The story of this object is too long to summarise in a few words but it is worth considering how the interpretation and value of an object like this changes from one context to another. In the fourth century, a craftsman carved a relief in this precious three-layered white-blue agate, resulting in one of the largest antique cameos ever made. In ancient times, cameos were mostly used as signet rings and large earrings, but the size and weight of this agate – it weighs three kilos – means it was made as an independent artwork and probably gifted to Emperor Constantine to celebrate one of his victories. The scene shows the triumphant Emperor together with his wife Fausta and one of their sons in a chariot drawn by two centaurs - mythological creatures that were half-human, half-horse. We don't know who owned the hardstone after Constantine's death, but the cameo resurfaced in early seventeenth-century Antwerp, where the famous painter Peter Paul Rubens made a drawing of it. In Rubens' time, the stone's owner thought it showed the Triumph of the ancient god Bacchus in India. This may be one of the reasons why the agate was shipped to the East, combined with the knowledge that cameos were in high demand in India. In 1623, a disappointed Antwerp merchant reported that no more agates could be found in Constantinople because they had all been bought by Indians who had a “great desire” for the jewels. By the time that this cameo arrived in India however, the market had been flooded by imported stones and prices had dropped by fifty per cent.

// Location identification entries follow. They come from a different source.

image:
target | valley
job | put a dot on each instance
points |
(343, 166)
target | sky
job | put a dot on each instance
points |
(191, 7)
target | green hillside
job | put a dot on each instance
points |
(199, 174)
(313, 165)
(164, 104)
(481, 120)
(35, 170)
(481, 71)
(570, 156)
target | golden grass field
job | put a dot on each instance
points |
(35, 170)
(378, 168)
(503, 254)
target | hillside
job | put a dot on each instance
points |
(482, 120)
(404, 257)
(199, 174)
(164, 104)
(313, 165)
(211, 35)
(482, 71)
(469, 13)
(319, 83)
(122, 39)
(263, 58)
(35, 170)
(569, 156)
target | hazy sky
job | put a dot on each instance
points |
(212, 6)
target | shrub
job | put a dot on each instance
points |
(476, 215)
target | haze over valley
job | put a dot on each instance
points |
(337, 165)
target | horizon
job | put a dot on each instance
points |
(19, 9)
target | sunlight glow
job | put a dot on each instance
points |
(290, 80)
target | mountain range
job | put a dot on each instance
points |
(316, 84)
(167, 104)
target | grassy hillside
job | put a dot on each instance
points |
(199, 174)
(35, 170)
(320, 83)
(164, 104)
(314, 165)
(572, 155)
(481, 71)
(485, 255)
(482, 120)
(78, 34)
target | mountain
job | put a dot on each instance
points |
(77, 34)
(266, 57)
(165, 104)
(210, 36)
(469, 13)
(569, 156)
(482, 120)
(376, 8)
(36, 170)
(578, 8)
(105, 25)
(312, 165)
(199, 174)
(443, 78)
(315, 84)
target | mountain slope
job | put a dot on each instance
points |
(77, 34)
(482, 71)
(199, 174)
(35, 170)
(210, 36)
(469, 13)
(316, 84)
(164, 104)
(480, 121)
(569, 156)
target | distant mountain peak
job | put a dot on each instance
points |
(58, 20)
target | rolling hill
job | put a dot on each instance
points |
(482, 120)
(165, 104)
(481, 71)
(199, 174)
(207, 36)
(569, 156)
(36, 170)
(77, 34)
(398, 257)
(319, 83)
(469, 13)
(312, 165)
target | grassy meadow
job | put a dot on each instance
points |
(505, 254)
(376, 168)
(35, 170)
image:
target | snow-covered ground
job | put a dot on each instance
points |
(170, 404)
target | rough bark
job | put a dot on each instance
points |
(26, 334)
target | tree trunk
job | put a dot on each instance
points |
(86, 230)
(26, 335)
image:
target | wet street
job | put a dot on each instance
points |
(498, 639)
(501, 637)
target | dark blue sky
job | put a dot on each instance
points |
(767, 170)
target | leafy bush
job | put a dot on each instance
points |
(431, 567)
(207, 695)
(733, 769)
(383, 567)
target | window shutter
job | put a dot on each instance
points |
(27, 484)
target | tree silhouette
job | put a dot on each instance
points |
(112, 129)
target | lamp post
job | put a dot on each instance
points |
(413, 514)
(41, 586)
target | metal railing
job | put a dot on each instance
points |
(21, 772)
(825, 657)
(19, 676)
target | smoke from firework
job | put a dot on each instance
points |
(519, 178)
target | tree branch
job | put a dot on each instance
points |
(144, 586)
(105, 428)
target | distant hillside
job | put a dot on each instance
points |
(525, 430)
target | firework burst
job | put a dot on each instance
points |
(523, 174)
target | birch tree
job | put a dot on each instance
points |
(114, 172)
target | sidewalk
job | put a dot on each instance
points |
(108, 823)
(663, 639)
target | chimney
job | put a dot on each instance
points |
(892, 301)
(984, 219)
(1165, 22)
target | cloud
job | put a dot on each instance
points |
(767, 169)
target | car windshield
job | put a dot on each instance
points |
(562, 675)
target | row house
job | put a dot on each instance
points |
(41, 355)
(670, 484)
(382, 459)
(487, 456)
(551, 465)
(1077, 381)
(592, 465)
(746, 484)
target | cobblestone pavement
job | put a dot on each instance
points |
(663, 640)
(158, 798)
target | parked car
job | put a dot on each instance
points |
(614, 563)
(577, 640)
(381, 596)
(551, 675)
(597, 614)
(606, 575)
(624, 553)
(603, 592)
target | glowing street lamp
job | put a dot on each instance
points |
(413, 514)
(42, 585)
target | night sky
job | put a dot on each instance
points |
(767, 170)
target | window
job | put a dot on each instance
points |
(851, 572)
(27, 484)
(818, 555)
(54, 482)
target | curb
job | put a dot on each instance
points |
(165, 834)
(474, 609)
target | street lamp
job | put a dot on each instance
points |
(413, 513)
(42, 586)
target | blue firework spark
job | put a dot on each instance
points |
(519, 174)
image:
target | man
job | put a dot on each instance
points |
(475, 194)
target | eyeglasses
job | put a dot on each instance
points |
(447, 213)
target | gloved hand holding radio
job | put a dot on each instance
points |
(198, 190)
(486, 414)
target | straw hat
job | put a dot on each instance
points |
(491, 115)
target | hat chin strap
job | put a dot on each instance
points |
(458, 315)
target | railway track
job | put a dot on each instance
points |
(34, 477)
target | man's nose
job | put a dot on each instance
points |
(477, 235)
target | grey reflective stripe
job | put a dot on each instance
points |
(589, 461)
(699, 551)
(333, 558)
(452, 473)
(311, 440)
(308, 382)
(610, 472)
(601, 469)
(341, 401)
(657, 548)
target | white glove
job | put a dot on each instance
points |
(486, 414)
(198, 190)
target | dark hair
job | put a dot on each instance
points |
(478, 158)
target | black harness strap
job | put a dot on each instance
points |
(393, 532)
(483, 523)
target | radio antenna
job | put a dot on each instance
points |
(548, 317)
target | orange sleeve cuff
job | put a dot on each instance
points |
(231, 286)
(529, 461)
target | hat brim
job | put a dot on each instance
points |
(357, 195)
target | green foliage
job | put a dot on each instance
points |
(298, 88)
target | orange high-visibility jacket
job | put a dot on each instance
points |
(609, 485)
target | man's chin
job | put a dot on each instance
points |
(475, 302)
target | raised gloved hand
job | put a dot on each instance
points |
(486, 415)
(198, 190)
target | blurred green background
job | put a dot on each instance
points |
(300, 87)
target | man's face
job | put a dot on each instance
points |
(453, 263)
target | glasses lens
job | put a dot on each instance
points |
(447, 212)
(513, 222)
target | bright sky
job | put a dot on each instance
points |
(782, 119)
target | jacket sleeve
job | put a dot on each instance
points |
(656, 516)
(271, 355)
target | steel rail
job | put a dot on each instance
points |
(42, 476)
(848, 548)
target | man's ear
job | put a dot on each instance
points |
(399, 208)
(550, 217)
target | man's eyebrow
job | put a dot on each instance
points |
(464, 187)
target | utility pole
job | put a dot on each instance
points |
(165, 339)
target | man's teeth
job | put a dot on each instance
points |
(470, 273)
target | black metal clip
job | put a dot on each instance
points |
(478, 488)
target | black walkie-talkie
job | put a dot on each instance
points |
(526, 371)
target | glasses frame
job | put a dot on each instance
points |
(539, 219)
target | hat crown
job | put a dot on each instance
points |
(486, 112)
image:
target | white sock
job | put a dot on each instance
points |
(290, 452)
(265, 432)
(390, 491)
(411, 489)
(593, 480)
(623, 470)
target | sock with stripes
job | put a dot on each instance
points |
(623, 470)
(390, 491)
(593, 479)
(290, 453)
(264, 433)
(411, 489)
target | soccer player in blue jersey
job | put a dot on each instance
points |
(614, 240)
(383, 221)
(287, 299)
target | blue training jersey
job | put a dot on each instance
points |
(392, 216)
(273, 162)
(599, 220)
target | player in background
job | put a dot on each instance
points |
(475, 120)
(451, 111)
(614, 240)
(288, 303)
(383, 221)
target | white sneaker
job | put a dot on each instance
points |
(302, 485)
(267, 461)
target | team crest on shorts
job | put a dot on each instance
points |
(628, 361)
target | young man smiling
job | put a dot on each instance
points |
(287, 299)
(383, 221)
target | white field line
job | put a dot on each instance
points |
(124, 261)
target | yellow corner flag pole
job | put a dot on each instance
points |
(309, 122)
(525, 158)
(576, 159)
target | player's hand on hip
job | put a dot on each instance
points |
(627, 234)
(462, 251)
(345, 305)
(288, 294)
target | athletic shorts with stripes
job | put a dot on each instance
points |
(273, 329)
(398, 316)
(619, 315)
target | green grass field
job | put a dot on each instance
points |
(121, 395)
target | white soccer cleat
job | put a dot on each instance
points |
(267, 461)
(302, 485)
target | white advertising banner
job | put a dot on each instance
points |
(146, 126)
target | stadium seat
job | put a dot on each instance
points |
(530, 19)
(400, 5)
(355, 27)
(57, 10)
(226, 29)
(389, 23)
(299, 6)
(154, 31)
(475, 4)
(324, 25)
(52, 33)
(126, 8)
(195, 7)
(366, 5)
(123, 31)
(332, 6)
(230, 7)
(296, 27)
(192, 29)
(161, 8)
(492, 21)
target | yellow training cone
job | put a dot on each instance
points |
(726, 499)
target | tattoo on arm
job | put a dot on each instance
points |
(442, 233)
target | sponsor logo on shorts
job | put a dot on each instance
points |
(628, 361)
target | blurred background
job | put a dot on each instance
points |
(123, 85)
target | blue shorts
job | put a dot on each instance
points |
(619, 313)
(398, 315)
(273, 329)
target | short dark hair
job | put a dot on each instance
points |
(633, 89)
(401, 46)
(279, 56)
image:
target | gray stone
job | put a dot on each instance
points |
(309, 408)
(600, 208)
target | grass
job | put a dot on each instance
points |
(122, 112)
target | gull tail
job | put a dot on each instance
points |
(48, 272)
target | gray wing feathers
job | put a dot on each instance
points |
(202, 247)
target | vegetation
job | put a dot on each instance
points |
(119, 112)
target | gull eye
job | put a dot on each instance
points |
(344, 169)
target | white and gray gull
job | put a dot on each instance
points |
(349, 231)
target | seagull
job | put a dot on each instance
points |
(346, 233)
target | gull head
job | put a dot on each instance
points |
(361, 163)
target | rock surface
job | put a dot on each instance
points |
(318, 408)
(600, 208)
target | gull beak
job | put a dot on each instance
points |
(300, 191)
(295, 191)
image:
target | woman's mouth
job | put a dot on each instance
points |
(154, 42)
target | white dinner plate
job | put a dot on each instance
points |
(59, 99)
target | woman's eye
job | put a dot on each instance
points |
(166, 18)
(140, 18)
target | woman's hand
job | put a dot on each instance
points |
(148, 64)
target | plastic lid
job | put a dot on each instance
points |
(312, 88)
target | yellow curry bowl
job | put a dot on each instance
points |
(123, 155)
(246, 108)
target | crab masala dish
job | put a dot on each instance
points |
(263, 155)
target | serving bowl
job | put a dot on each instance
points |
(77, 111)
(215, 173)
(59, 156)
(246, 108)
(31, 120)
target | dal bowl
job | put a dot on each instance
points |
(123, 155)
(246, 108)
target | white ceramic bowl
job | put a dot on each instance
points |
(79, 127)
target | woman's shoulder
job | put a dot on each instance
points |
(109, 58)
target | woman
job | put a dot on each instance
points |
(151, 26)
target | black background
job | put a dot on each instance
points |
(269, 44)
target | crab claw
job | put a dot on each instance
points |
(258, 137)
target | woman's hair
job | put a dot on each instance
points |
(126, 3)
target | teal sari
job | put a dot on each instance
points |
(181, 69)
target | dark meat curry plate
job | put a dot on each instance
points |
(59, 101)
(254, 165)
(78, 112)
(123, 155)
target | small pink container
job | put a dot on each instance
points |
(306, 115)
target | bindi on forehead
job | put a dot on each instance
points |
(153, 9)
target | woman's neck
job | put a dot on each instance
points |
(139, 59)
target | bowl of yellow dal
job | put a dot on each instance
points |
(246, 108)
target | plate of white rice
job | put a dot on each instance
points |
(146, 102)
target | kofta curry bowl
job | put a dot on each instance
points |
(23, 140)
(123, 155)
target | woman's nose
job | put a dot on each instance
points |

The cameo was probably the most precious item on the Batavia when she was shipwrecked off the Western Australian coast in 1629. As part of his rescue mission, Commander Pelsaert brought divers from Indonesia who managed to salvage the cameo. Over the next thirty years, the Dutch East India Company desperately tried to sell the jewel in Persia, India, and Aceh but in vain. One Dutch officer explained that Muslims weren't interested in jewels showing human figures but only desired representations of animals, whereas another complained about the imperfection of the stones in the seventeenth-century frame. Unsold, the cameo returned to the Netherlands where in the early nineteenth century it was finally bought by the Dutch King William I for the impressive amount of 50,000 guilders, which in today's money would be the equivalent of about half a million AUD.